Calling BLAS from Cython - Mostly Engineering

It is often useful to be able to call BLAS routines directly from Cython. Doing so avoids calling the corresponding NumPy functions (which would incur a performance penalty of running interpreted code and type and shape checking) as well as re-implementing linear algebra operations in Cython (which will likely be both incorrect and slower).

Existing Cython BLAS wrappers

Correspondingly, there are several ways of doing so.

CythonGSL provides Cython wrappers for the GNU Scientific Library.
tokyo wraps a lot of BLAS routines in Cython functions.
This StackOverflow thread suggests a way of calling the BLAS version bundled with SciPy.

If these projects fit your requirements, great! You can read no further. In my code, however, I often find myself needing only one or two BLAS routines that are called in a tight inner loop – and in these cases I find it preferable to write my own quick wrapper with just these two functions.

Calling BLAS directly

Declaring BLAS functions is a straightforward application of the Cython cdef extern machinery.

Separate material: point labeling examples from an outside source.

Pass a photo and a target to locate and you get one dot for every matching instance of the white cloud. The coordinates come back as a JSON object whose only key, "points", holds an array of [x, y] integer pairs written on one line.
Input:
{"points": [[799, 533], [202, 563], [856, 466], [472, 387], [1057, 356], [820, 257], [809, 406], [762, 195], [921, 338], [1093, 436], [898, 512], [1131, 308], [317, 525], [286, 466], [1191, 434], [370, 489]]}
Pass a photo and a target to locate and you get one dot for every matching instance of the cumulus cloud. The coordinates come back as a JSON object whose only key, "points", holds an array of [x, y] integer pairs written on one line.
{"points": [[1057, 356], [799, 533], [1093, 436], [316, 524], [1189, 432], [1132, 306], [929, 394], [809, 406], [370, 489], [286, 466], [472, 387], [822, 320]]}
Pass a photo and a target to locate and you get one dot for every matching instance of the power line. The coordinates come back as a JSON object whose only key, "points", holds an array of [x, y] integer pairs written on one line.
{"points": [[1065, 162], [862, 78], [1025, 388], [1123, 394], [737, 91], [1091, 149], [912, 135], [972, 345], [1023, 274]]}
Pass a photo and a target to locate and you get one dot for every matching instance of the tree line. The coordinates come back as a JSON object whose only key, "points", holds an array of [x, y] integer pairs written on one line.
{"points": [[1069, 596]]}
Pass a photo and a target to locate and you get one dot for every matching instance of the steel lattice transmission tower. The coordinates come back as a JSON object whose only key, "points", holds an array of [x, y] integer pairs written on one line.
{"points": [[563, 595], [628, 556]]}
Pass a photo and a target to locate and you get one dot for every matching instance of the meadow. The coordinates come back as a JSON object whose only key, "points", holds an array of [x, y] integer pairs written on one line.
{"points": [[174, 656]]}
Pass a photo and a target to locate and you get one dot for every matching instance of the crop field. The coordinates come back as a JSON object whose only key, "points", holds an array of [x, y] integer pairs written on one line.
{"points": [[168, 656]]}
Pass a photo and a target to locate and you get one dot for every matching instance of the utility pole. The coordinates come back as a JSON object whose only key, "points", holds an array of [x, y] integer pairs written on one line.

Getting the BLAS level 1 double inner product function is very straightforward:

cdef extern from 'cblas.h':
    double ddot 'cblas_ddot'(int N,
                             double* X, int incX,
                             double* Y, int incY) nogil

This gives a function that takes the length the vectors N, the pointers to the first element of X and Y, and their strides incX and incY.

Calling it is also very easy:

cpdef double run_blas_dot(double[::1] x,
                          double[::1] y,
                          int dim):

    # Get the pointers.
    cdef double* x_ptr = &x[0]
    cdef double* y_ptr = &y[0]

    return ddot(dim, x_ptr, 1, y_ptr, 1)

Declaring level 2 and level 3 functions is a little bit trickier as we need to take care of the various flags passed into the routines. Taking DGEMV (double matrix-vector product) as an example, we need:

cdef extern from 'cblas.h':
    ctypedef enum CBLAS_ORDER:
        CblasRowMajor
        CblasColMajor
    ctypedef enum CBLAS_TRANSPOSE:
        CblasNoTrans
        CblasTrans
        CblasConjTrans
    void dgemv 'cblas_dgemv'(CBLAS_ORDER order,
                             CBLAS_TRANSPOSE transpose,
                             int M, int N,
                             double alpha, double* A, int lda,
                             double* X, int incX,
                             double beta, double* Y, int incY) nogil

The first two ctypedefs give us the flags governing the matrix-vector product operation:

CBLAS_ORDER determines whether the matrix A uses row-major or column-major storage (C and Fortran arrays in NumPy parlance), and
CBLAS_TRANSPOSE determines whether the matrix A should be transposed for the multiplication.

The final lines gives us the actual function signature. To call it, we need:

the two parameters above,
the dimensions of the A matrix, M by N,
the scaling constants alpha and beta,
the pointers to the A matrix and X and Y vector (where the Y vector stores the result), and
the strides of the X and Y arrays.

To call it:

cpdef run_blas_dgemv(double[:, ::1] A,
                     double[::1] x,
                     double[::1] y,
                     int M,
                     int N,
                     double alpha,
                     double beta):

    cdef double* A_ptr = &A[0, 0]
    cdef double* x_ptr = &x[0]
    cdef double* y_ptr = &y[0]

    dgemv(CblasRowMajor,
          CblasNoTrans,
          M,
          N,
          alpha,
          A_ptr,
          N,
          x_ptr,
          1,
          beta,
          y_ptr,
          1)

And that’s it: good enough for quick and dirty projects.

Real-world examples

For some good examples of using Cython BLAS bindings in anger, sklearn uses the BLAS headers approach; statsmodels and gensim extract function pointers out of scipy.